Q: The intentional withholding of information by an attorney—an officer of the court—so as to deny notice in violation of Due Process guarantees is a serious allegation. Do I have any evidence that Hepburn withheld notice of this March 7, 1988 hearing from me?
A: Yes. As already established, Hepburn had full knowledge of my forwarding address as of February 18, 1988, yet she did not mail any notice of the March 7th hearing to that address. Hepburn also made no attempt to give notice to my friend of the March 7th hearing during her March 4, 1988 deposition.
On March 4, 1988, Hepburn conducted the deposition of the friend to whom my mail was being forwarded. During the deposition, Hepburn asked my friend: “I understand that she (Janelle) has had her mail transferred to your house, is that correct?”
In her affidavit dated December 29, 1988, Hepburn admitted that she made no attempt to mail me notice of the March 7th hearing. In defending her refusal to give me any notice of the March 7th hearing, Hepburn asserted that she did not feel it was necessary to give notice “through the grapevine” declaring that she was aware of no case, court file, or statute to even suggest that she was required to give me notice of any family law motions via a forwarding address or through friends.
Though Det. Chapin had advised my friend of the February 29, 1988 hearing date and was fully aware of the March 7, 1988 hearing date, he also did not inform my friend of the March 7, 1988 hearing date.
Q: What happened on March 7, 1988?
A: Det. Chapin withheld my recorded telephonic statement from the purview of the court. FLC DuBuque granted Don’s fourth custody petition and awarded him temporary custody of Doni.
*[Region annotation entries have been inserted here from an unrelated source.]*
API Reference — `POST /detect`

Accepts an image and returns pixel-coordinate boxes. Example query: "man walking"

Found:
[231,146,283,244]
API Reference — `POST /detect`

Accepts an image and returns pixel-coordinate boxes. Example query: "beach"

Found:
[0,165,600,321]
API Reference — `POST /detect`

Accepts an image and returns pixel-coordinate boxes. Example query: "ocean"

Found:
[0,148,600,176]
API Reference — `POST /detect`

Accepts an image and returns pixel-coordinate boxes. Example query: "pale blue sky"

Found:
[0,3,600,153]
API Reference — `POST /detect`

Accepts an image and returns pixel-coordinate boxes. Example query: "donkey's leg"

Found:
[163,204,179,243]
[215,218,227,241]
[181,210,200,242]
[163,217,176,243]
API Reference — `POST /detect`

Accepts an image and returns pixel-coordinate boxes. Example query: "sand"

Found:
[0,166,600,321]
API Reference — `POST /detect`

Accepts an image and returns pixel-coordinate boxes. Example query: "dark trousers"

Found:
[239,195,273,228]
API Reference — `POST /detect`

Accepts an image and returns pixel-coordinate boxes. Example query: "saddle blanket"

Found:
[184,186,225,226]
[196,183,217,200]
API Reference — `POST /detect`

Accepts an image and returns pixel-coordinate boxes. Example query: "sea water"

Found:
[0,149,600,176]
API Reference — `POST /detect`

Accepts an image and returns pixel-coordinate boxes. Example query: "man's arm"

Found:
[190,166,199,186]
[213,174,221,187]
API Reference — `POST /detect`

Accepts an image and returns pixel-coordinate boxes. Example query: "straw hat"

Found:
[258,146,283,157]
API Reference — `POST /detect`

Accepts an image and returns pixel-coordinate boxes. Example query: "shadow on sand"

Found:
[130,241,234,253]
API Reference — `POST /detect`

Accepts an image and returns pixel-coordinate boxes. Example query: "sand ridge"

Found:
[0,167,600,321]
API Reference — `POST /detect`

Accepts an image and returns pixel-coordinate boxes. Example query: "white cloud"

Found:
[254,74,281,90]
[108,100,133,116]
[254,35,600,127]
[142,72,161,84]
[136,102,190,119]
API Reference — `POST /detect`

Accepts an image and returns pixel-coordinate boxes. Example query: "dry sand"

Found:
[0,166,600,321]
Det. Chapin’s frustration over his lack of success in learning of my whereabouts resulted in his threatening to file a charge of “Rendering Criminal Assistance” against my friend, even though she had no idea of my whereabouts.
Q: Given that this was a show-cause motion, was there a return date for another hearing as was required for the February 17, 1988 hearing?
A: No. By this time there was no compliance with court rules or the law by Hepburn, the judiciary, Det. Chapin, or the King County Prosecutor’s Office.
Q: Why doesn’t the court file reflect any order dated March 7, 1988?
A: Recognizing that the hearing was noted by Hepburn with less than the ten-day notice requirement, FLC DuBuque post-dated the order to March 11, 1988, so that, on its face, the order would appear to have complied with state and federal Due Process guarantees.
Q: Isn’t it illegal and unconstitutional to post-date an order, and doesn’t it represent the fact that a judicial officer was fully aware of Due Process violations yet ignored them?
A: On appeal Division I, Washington State Court of Appeals ruled that the intentional violations of state and federal Due Process guarantees by Hepburn, as well as FLC DuBuque’s post-dating of the March 11, 1988 order, were deemed inconsequential to the overall outcome of the proceedings and, therefore, the Due Process violations were left to stand.